Niso-2022

Open and reproducible neuroimaging: From study inception to publication

  • File:
  • DOI: 10.1016/j.neuroimage.2022.119623
  • OpenAlex ID: w4295290221

Characteristics of the paper

  • Type of paper (e.g., tips, example): guide (to conduct open science), review (of existing tools).
  • Themes (e.g., tools, organization): tools, workflow
  • Other keywords (e.g., newcomers): all science cycle

Tools

Specific tools mentioned; their function; where in the research process used

The provide tools for each step in workflow. Here I highlight those that I find the most relevant.

protocolexchange - public example of Standard Operating Procedures (SOPs) OSF preregistration (aspredicted.org) MRIQC (monitoring quality) Hierarchical Event Descriptor (HED) - helps with naming conventions DataLad (similar to Github for handling data) Fuzzy: for multiverse analysis BrainLife: for derivatives that are a tad more complex in the field. Otherwise, other tools such as OSF. COBIDAS: pipelines for best practices of writing.

Organizational structure for open collaboration

None stated. This paper is purely focused on what researchers should do, but never states how it should be done with other people.

Workflow

Study inception and planning

Study preparation (highlighting piloting, that is, reviewing all data and methods necessary for the studies are ready for the analysis). Pre-registration Ethics and sharing plan Monitoring quality

Data acquisition

Human Connectome Project establishes frameworks and protocols to make reproducible and comparable data ascquisition, to some extent. This is the most important part of them all.

Data management

Set up organization standards: have the same framework (BIDS) Set up metadata and format conventions Set up format of saving the data and trace it back.

Data processing

With software and version control or desiging pipeline and workflows it all boils down to share clear code that ensures all of this is ensured.
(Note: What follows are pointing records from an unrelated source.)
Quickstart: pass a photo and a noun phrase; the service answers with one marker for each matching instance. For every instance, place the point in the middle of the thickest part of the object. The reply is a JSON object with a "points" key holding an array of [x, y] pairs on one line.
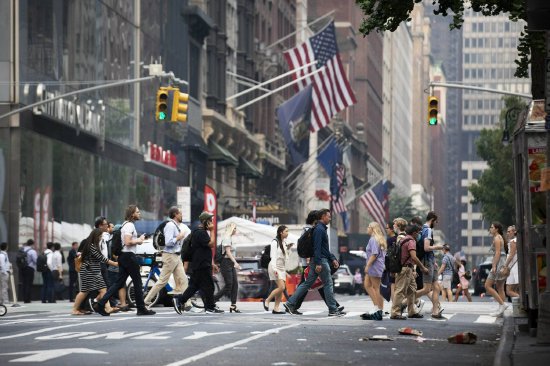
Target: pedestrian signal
{"points": [[433, 110]]}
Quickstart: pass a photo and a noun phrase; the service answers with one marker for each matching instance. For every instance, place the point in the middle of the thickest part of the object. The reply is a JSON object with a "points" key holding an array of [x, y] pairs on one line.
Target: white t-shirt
{"points": [[128, 229]]}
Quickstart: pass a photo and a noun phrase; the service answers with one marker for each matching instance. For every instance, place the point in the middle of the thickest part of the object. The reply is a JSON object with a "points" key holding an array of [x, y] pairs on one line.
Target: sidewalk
{"points": [[517, 347]]}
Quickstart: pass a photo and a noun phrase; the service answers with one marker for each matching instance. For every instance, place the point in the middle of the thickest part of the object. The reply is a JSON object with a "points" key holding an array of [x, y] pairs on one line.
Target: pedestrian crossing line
{"points": [[486, 319]]}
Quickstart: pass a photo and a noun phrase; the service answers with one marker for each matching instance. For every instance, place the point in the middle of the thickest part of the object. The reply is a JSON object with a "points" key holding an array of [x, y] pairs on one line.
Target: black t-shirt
{"points": [[202, 253]]}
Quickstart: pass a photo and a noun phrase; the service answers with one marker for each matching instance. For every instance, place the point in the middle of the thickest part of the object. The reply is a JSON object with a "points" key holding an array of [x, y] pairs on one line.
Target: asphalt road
{"points": [[48, 335]]}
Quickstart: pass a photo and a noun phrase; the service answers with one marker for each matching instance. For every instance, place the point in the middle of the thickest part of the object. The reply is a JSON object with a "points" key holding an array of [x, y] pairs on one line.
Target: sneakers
{"points": [[336, 313], [214, 310], [176, 304], [419, 304], [145, 312]]}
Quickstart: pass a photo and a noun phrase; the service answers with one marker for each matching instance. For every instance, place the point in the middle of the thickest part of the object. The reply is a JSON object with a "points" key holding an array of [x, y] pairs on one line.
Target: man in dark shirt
{"points": [[202, 242], [73, 274], [319, 267]]}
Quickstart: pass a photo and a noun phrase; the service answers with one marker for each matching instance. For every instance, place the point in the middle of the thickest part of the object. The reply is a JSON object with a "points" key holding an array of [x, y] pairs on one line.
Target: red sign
{"points": [[211, 205], [157, 155]]}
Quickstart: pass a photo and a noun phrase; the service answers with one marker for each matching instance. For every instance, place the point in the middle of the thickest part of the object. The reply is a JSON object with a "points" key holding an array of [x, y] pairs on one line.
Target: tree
{"points": [[401, 206], [494, 190], [387, 15]]}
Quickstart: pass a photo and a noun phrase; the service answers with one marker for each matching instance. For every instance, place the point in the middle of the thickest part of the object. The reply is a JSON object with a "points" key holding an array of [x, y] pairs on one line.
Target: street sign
{"points": [[547, 88]]}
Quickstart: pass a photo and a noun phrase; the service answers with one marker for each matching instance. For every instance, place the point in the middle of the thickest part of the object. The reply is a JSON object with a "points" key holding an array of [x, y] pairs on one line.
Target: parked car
{"points": [[479, 276], [253, 279], [343, 280]]}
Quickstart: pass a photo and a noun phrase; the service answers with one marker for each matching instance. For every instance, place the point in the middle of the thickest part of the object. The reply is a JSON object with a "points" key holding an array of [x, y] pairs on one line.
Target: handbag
{"points": [[78, 263]]}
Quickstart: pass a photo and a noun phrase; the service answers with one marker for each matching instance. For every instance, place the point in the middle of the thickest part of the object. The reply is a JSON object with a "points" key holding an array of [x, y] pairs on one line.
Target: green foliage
{"points": [[401, 206], [387, 15], [494, 190]]}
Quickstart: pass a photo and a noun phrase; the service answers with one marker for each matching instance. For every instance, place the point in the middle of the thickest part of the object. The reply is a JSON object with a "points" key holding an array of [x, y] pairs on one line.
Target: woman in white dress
{"points": [[276, 269]]}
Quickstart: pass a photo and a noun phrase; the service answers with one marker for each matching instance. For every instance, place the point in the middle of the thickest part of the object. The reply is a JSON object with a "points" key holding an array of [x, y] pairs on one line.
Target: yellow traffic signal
{"points": [[179, 107], [162, 111], [433, 110]]}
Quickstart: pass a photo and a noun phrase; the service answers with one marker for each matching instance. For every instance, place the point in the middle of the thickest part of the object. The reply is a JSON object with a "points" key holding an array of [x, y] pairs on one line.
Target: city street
{"points": [[47, 334]]}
They focus a lot on multiverse, that is, focus on the results that converge with different software or pipelines.

Research dissemination

Data sharing (and data should be organized in a standardized way) Preprints.

Educational perspectives

The paper tries to educate on best practices, but never focuses on the education per se.

Barriers

Barriers for open science

Utilizing private devices for data acquisition, which leads to black boxes and difficults comparision.

Struggle with derivative data sharing. Which format should be the best for data that we generate from the available raw standardized data? Here they propose BrainLife as an example, but in other fields this is a very interesting topic!